Methods: Primary fluorescein isothiocyanate (FITC)-labeled PEC population was collected from glomeruli in rats using high-speed cell sorter. ERK1/2 phosphorylation was evaluated by Western blotting. Cell proliferation ability was measured by water-soluble tetrazolium salts (WST)-1 and the soluble collagen levels in culture supernatants was determined by the Sircol collagen assay.
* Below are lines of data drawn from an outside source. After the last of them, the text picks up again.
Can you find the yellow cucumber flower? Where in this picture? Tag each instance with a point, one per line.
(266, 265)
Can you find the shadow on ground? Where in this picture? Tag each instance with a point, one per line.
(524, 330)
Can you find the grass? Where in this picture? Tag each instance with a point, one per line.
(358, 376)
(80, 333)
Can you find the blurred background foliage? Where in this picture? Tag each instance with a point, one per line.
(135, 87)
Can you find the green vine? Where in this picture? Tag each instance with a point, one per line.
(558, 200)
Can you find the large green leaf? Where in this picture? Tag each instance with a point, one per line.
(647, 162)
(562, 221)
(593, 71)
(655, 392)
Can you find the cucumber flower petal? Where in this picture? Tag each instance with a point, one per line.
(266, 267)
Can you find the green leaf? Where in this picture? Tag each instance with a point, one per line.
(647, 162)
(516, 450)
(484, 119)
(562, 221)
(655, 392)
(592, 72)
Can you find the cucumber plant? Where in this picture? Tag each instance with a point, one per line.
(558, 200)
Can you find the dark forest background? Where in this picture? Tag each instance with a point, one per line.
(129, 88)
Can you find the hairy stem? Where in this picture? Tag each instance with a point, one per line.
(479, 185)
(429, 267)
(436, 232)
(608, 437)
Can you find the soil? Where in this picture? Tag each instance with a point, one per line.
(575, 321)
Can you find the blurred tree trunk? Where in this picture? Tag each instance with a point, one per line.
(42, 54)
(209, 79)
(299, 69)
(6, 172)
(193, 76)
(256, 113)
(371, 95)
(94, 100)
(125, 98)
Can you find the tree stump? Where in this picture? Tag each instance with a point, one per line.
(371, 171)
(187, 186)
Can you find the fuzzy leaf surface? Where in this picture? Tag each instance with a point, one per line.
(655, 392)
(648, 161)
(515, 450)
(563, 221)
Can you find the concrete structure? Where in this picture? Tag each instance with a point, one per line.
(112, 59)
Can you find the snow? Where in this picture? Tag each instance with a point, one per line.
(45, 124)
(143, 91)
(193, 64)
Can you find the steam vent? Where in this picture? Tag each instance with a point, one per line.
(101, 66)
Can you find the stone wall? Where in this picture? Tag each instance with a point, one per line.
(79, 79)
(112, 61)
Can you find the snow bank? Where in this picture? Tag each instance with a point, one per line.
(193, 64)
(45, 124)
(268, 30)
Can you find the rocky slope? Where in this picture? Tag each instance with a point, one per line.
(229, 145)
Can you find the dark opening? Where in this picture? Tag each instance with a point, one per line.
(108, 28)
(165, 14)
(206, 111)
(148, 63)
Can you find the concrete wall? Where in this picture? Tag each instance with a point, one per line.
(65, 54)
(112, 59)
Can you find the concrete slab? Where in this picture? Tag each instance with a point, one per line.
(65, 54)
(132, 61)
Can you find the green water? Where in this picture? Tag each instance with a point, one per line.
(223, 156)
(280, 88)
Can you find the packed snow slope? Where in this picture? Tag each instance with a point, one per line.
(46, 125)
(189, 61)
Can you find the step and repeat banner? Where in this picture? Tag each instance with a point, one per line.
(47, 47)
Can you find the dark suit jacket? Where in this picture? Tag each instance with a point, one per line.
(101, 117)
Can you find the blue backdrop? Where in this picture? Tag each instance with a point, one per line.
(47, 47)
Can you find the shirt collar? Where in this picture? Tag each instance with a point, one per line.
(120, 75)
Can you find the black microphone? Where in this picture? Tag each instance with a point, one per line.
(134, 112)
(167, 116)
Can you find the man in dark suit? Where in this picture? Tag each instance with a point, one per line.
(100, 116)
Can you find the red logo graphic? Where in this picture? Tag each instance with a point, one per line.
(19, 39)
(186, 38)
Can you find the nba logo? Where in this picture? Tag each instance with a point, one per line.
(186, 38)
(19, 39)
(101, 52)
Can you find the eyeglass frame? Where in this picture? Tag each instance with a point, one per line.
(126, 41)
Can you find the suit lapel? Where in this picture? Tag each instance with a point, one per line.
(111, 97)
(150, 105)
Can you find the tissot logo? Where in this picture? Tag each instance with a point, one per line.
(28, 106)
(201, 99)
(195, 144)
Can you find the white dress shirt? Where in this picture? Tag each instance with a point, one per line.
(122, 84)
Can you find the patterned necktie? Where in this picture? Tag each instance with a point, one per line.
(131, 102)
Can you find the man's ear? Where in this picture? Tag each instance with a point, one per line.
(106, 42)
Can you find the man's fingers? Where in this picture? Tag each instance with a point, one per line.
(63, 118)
Results: FITC-labeled PECs could be identified as a distinct cell population by high-speed cell sorter. The ERK 1/2 phosphorylation in PECs was stimulated by Ang II (100 nmol/l) by about 1.7-fold. After the treatment with 100 nmol/l Ang II for 24 hrs, cell proliferation ability significantly increased in PECs (mean ± SEM: 1.60 ± 0.03 vs. 1.00 ± 0.04, relative ratio). However, the proliferation ability in Ang II-stimulated PECs was suppressed by Ang II plus 10 nmol/l olmesartan (an ARB) or Ang II plus 100 nmol/l PD98059 (a MEK inhibitor). PECs also promoted a collagen secretion after the stimulation by 100 nmol/l Ang II for 24 hrs (52.1 ± 8.1 vs. 16.8 ± 2.4 μg/ml). Furthermore, the significant decrease in soluble collagen secretion was observed by the treatments with Ang II plus 10 nmol/l olmesartan or Ang II plus 10 μg/ml pan-specific neutralizing TGF-β antibody.
Conclusion: These data indicate that Ang II-stimulated PECs promote proliferation and fibrosis and may suggest contributing to the development of crescentic glomerulonephritis by PECs independently from MCs or macrophages.
- © 2013 by American Heart Association, Inc.